Some refreshing common sense blowing in from Turtle Bay. Imagine. But apparently the real issue is Ban's failure to hew to U.N. PC-speak. According to AP reporter Edith M. Lederer's lede:
New U.N. Secretary-General Ban Ki-moon ran into trouble on his first day of work Tuesday over Saddam Hussein's execution when he failed to state the United Nations' opposition to the death penalty and said capital punishment should be a decision of individual countries.
Again, there is absolutely no indication who Ban "ran into trouble" with. The story does note the the U.N. envoy to Iraq last weekend voiced opposition to Saddam's execution. But there is no connection made between the envoy's comments and Ban's, and no individual or institution cited as specifically objecting to Ban's framing of Saddam's death and Ban's dead-on comments regarding the rights of individual countries to allow or bar the death penalty.
So one is left to conclude, at least on the basis of what is in the the AP story as currently posted at the Seattle Post-Intelligencer's web site, that it is people such as Edith M. Lederer, her A.P. editor, and a P-I headline writer with whom Ban "ran into trouble."
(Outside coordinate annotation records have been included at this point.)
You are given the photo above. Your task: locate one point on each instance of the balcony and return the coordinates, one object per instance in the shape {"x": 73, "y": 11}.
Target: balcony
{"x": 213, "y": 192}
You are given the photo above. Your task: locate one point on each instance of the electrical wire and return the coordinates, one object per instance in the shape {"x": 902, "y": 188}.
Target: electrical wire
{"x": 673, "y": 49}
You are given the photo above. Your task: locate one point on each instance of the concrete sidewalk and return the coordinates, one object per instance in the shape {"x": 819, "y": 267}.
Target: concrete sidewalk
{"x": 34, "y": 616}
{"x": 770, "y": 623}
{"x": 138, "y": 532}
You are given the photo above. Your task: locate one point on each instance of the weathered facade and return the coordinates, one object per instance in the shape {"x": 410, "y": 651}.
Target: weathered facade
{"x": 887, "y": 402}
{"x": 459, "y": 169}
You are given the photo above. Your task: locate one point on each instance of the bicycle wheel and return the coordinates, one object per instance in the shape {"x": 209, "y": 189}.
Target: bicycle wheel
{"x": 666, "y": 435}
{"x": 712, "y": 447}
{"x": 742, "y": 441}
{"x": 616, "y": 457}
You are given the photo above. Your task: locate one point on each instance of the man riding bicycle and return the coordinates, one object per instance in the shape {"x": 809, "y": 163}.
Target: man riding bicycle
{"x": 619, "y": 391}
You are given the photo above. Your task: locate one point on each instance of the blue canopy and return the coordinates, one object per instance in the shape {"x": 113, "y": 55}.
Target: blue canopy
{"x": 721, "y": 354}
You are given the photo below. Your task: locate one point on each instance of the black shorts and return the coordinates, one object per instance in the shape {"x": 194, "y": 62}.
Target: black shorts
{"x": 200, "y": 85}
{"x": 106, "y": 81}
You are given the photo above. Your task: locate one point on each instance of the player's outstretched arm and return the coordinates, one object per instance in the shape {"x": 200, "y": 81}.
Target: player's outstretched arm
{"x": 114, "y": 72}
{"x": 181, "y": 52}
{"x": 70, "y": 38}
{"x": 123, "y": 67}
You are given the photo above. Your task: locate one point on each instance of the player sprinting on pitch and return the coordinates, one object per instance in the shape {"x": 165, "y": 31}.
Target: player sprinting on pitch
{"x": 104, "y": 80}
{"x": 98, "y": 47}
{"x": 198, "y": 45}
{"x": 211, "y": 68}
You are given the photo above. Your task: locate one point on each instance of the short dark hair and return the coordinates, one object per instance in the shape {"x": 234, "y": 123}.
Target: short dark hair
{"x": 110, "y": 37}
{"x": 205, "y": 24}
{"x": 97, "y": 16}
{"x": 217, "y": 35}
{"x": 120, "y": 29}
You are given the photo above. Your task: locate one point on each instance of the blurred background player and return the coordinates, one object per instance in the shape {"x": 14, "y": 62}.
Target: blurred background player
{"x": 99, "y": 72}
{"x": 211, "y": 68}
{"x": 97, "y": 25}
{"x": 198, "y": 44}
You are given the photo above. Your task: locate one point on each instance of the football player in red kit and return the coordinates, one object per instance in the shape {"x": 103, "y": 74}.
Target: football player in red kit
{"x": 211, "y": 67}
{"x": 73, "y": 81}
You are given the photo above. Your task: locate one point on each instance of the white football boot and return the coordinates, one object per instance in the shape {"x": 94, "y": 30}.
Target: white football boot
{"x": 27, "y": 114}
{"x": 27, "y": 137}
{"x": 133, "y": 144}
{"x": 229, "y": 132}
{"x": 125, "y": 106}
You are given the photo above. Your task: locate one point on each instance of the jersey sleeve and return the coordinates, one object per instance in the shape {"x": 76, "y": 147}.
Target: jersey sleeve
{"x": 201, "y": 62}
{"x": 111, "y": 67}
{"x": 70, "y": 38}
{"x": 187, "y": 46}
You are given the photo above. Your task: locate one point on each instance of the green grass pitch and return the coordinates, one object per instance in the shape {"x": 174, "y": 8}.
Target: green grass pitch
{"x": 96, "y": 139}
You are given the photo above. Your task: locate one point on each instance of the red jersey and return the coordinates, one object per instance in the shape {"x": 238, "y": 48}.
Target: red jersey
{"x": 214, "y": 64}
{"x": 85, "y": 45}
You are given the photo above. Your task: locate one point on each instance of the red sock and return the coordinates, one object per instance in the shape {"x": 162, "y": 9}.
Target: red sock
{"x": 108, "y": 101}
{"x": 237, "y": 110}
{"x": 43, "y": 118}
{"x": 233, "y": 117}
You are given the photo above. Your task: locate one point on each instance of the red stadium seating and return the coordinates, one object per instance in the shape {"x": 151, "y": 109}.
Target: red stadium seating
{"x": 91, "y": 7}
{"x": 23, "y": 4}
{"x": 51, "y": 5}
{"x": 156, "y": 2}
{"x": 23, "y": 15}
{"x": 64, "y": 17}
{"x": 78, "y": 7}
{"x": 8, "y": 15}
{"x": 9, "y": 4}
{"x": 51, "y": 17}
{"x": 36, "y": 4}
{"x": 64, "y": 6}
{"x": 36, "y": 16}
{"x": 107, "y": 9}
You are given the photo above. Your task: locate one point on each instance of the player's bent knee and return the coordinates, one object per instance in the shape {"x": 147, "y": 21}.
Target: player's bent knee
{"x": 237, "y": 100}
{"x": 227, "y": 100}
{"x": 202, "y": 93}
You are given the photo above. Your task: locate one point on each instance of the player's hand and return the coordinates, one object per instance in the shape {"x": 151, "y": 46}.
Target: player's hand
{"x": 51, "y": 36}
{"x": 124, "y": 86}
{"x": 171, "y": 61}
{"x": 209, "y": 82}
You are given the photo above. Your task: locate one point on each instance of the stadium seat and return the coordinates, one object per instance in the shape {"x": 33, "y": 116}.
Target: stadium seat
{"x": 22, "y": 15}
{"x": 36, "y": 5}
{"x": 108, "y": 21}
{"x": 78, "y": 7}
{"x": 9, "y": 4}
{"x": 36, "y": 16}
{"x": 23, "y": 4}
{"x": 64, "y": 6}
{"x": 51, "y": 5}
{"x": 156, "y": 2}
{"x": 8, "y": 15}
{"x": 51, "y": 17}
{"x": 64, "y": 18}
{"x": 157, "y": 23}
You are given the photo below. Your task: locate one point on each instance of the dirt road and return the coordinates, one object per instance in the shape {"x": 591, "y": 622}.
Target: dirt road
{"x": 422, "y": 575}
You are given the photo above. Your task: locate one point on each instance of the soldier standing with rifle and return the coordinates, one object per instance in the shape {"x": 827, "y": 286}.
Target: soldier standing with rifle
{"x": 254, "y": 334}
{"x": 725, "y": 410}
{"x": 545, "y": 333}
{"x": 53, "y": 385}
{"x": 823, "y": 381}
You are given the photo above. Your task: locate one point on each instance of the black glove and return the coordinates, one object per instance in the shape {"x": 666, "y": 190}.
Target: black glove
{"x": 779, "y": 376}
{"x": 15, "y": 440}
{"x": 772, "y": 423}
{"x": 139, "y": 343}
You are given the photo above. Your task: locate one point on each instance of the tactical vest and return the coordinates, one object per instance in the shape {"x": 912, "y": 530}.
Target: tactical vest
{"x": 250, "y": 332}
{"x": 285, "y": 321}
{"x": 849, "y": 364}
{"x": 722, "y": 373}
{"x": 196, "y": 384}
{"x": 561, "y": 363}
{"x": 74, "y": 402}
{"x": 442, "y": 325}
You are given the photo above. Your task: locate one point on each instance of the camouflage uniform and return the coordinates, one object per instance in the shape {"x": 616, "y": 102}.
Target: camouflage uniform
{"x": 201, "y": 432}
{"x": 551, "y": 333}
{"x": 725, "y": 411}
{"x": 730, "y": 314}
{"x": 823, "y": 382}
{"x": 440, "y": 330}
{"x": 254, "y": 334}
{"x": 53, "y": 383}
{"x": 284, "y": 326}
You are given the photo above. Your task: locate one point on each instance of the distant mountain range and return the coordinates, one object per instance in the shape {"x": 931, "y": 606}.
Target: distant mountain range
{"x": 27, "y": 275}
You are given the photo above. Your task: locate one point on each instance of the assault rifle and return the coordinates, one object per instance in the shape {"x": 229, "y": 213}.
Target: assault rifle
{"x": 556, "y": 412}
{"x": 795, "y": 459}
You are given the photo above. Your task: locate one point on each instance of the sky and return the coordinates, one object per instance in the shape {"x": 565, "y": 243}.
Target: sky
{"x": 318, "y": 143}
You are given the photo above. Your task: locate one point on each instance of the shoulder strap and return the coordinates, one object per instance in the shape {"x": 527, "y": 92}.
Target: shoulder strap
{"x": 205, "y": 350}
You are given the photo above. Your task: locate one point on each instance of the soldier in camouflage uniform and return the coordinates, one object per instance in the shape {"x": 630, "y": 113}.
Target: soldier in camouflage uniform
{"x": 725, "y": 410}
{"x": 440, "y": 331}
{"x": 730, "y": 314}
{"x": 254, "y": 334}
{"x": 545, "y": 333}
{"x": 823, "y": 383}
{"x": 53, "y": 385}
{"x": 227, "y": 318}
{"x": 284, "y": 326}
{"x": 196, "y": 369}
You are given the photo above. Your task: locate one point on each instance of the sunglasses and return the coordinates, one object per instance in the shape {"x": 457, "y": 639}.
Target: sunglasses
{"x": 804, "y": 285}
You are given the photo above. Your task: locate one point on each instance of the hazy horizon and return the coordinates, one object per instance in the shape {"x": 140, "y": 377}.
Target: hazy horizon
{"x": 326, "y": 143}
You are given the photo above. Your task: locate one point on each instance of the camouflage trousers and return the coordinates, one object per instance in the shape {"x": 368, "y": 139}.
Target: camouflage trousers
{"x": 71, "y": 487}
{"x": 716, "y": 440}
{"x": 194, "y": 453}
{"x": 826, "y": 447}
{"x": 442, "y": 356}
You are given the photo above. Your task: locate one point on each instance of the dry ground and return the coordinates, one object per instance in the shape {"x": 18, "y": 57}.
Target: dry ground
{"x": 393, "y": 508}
Due to numerous such prior instances of shoddy reportage, the Associated Press has run into trouble. With me.
Rather than troubling herself to find someone "troubled" by Ban's remarks on capital punishment and Saddam, Lederer not so obliquely cites her own violated sensibilities regarding how things are supposed to be done at the U.N.
His ambiguous answer put a question mark over the U.N.'s stance on the death penalty. It also gave the new chief an early taste of how tricky global issues are, and how every word can make a difference. Michele Montas, Ban's new spokeswoman, insisted there was no change in U.N. policy in what she described as "his own nuance" on the death penalty.
Every word especially makes a difference when editorializing beat reporters are unable to support their ledes with facts.
The real nuance here is not so nuanced. Ban simply exhibits no nervous institutional discomfort with justice meted to a brutal mass murderer, realizing (as Lederer herself does too) that the U.N.'s blanket policy against the death penalty is merely a wishful proclamation with no bearing upon how member nations conduct their legal affairs. How very un-U.N of him, I know.
Let's keep an eye on this Ban guy. Hopefully he'll run into trouble some more with AP.